After shoving his pants low on his hips, Adam brought his hand back to his mouth and licked his fingertips, then reached down and rubbed the wetness over the tip of his cock.
“Need you now,” he groaned.
“Yes!” I dug my heel into the back of his thigh. He thrust hard into me.
My breath caught. I was wet, but not overly so. There was a slight bite of pain from the tight fit, but that edgy burn sparked a fire and it smoldered beneath my skin.
I felt him everywhere. So thick and long. He pounded in and out. There would be a bruise on my ass from hitting the wall over and over as Adam hammered inside me. I didn’t care. In fact, I wanted it. Wanted the pain, the mark that showed he was here. Because with it came so much pleasure.
My obsession for this man was dangerous. One look from him and the world fell away and I was his. However. Wherever.
I came instantly, violently. With a groan, he was right behind me. I breathed deeply the scent of his hair and skin. I knew we couldn’t linger, no matter how badly I wanted to.
He withdrew and I felt the warmth of his se**n trickle down my thighs. He took out his handkerchief, knelt before me, and wiped it away.
I knew my mouth must have never quite shut because I had trouble getting enough air. He didn’t say anything, merely adjusted my dress, took my hand, and led me back up to the party.
We arrived in the dining room just as everyone was being seated for dinner. Emma waved at us and Adam ushered me over. I sat in silence between him and his sister while the announcer gave the list of who had won what from the silent auction.
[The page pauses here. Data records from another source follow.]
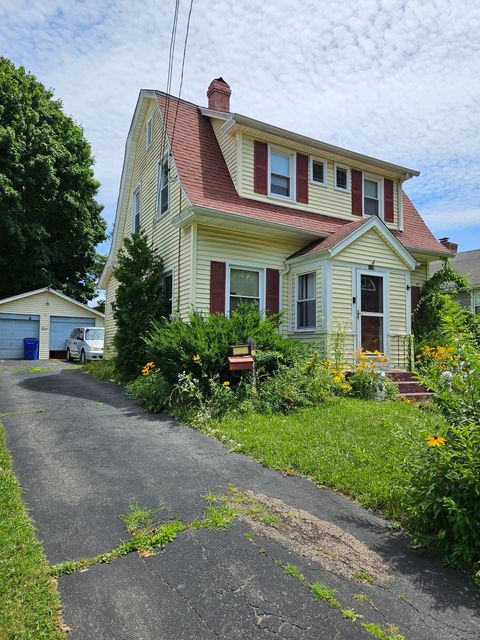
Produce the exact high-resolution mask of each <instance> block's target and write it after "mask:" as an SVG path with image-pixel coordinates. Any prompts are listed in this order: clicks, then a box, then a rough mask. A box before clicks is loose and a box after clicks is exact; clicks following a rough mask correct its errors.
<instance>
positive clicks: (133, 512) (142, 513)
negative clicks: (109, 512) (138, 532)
mask: <svg viewBox="0 0 480 640" xmlns="http://www.w3.org/2000/svg"><path fill="white" fill-rule="evenodd" d="M159 511H160V509H145V508H144V507H140V506H139V505H138V504H131V505H129V507H128V511H127V513H124V514H122V515H119V516H118V517H119V518H120V519H121V520H123V521H124V523H125V526H126V527H127V531H128V533H135V531H138V530H139V529H145V528H146V527H151V526H152V525H153V522H154V519H155V515H156V514H157V513H158V512H159Z"/></svg>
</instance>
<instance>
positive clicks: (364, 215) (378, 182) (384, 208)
mask: <svg viewBox="0 0 480 640" xmlns="http://www.w3.org/2000/svg"><path fill="white" fill-rule="evenodd" d="M365 180H370V182H376V183H377V185H378V216H370V215H368V214H367V213H365ZM384 202H385V201H384V197H383V178H380V177H379V176H376V175H373V174H371V173H364V174H363V177H362V216H363V217H364V218H375V217H378V218H380V220H383V219H384V215H385V212H384V209H385V207H384Z"/></svg>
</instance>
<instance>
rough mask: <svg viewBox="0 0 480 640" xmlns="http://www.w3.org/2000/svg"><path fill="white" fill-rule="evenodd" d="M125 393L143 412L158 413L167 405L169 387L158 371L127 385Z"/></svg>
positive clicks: (168, 391) (166, 381)
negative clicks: (138, 403) (130, 396)
mask: <svg viewBox="0 0 480 640" xmlns="http://www.w3.org/2000/svg"><path fill="white" fill-rule="evenodd" d="M127 391H128V393H129V394H130V395H131V396H132V397H133V398H135V400H136V401H137V402H138V403H139V404H140V405H141V406H142V407H143V408H144V409H145V411H147V412H148V413H159V412H160V411H163V410H164V409H165V407H166V405H167V402H168V398H169V396H170V392H171V387H170V385H169V384H168V382H167V380H166V379H165V377H164V376H163V374H162V373H161V372H160V371H153V372H152V373H147V374H144V375H141V376H139V377H138V378H136V379H135V380H134V381H133V382H130V383H129V384H127Z"/></svg>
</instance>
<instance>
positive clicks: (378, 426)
mask: <svg viewBox="0 0 480 640" xmlns="http://www.w3.org/2000/svg"><path fill="white" fill-rule="evenodd" d="M424 417H425V414H424V413H423V412H422V411H421V410H420V409H419V408H417V407H416V406H414V405H408V404H405V403H403V402H401V401H391V402H384V403H381V402H373V401H366V400H355V399H350V398H336V399H332V400H330V401H329V402H327V403H326V404H324V405H320V406H317V407H314V408H311V409H304V410H301V411H298V412H296V413H294V414H292V415H287V416H285V415H278V414H276V415H259V414H250V415H246V416H240V417H226V418H222V419H220V420H216V421H214V422H212V423H210V424H209V425H208V427H207V432H208V431H209V428H212V427H213V429H215V430H216V432H214V435H215V436H216V437H218V438H220V439H222V440H223V441H226V442H227V443H228V444H230V445H231V446H232V447H233V448H235V450H236V451H241V452H243V453H245V454H247V455H251V456H252V457H253V458H255V459H256V460H258V461H259V462H261V463H262V464H263V465H265V466H267V467H271V468H272V469H279V470H282V471H286V472H288V473H299V474H302V475H305V476H309V477H312V478H313V479H314V480H315V481H316V482H317V483H319V484H322V485H327V486H329V487H333V488H335V489H338V490H340V491H341V492H343V493H345V494H347V495H349V496H352V497H354V498H355V499H357V500H358V501H359V502H360V503H361V504H363V505H364V506H366V507H370V508H373V509H379V510H382V511H383V512H384V513H386V514H387V515H388V516H390V517H392V518H394V517H396V516H398V515H399V506H398V496H397V493H398V492H397V489H398V487H399V486H400V485H401V484H402V482H403V481H404V479H405V478H404V475H403V473H402V470H401V468H400V466H399V462H400V461H401V460H402V458H403V457H404V456H405V455H406V454H407V448H408V445H407V444H406V442H405V441H404V440H402V439H401V438H399V437H398V432H404V433H405V432H407V431H411V432H412V433H413V434H415V437H417V436H418V437H419V438H424V437H425V436H426V435H428V430H425V426H422V422H423V418H424ZM428 419H429V420H430V421H431V422H432V423H433V424H432V425H431V426H430V429H434V425H435V424H438V421H439V420H440V418H439V417H437V416H436V415H434V414H429V415H428ZM222 436H223V438H222ZM229 440H233V441H235V442H237V443H239V445H238V446H237V447H235V445H234V443H232V442H229Z"/></svg>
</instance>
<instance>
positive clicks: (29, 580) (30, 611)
mask: <svg viewBox="0 0 480 640" xmlns="http://www.w3.org/2000/svg"><path fill="white" fill-rule="evenodd" d="M60 624H61V618H60V598H59V595H58V592H57V590H56V588H55V584H54V582H53V581H52V579H51V577H50V575H49V568H48V564H47V561H46V559H45V557H44V555H43V549H42V546H41V544H40V542H39V541H38V540H37V538H36V537H35V530H34V527H33V524H32V521H31V519H30V518H29V516H28V514H27V511H26V509H25V506H24V504H23V502H22V499H21V496H20V487H19V485H18V483H17V480H16V478H15V475H14V474H13V471H12V464H11V459H10V456H9V454H8V452H7V450H6V448H5V443H4V431H3V427H2V425H1V424H0V640H7V639H8V640H10V639H15V640H20V639H21V640H24V639H25V640H27V639H32V640H41V639H42V638H48V639H49V640H56V639H64V638H65V637H66V635H65V633H64V632H63V631H62V630H61V629H60Z"/></svg>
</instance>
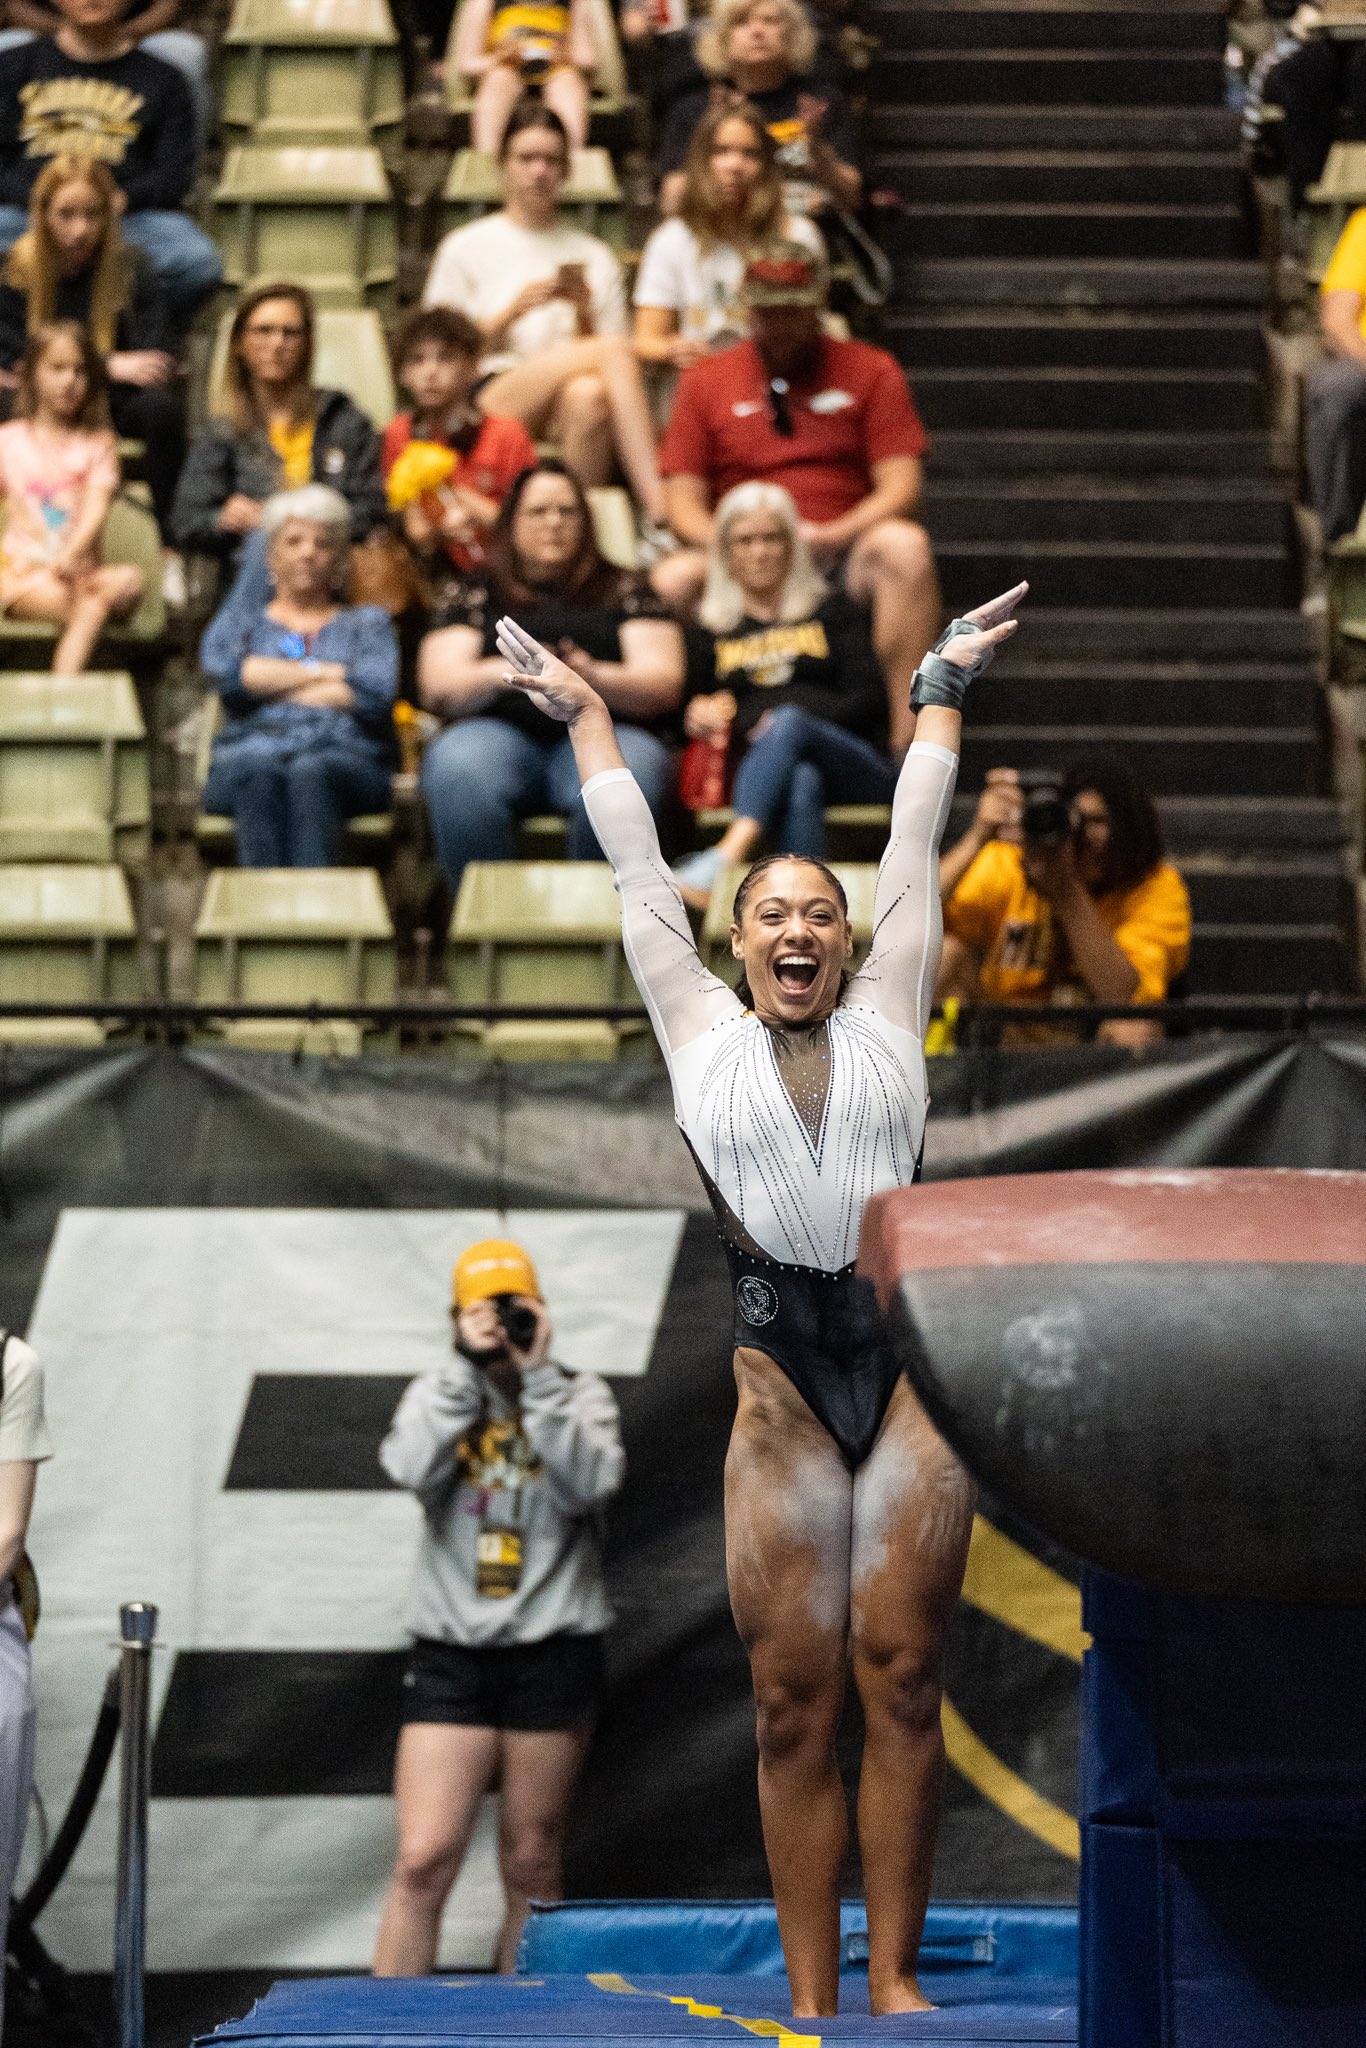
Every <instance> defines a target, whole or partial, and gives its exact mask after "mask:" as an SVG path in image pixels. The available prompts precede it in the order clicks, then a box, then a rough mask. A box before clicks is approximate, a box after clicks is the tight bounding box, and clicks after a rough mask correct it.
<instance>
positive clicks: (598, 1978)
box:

My muscles were humming and my skin flushed hot. I still felt him. The last remnants of his orgasm coated my core, keeping me constantly wet. His eyes fixed on me as the speaker announced another winner. Even as we clapped, Adam didn’t take his stare from me. Everything that had just happened, from the way he mastered my body to the deep blue fire burning in his eyes, was a reminder of the power he had over me.
Here we were, surrounded by people I didn’t know—people he had had a relationship with at some point, and I didn’t know how to deal with jealousy. Mostly because I had never felt it before.
As much as Adam calmed me, everything around him unnerved me. Not being prepared for him was one thing, but his lifestyle and all the emotions that went into it was another. When I didn’t trust myself to act logically, I usually left the situation that threatened my sanity. Space was a tool I used to regain my sense, but Adam was taking over and instead of running away, I was hurling myself at him.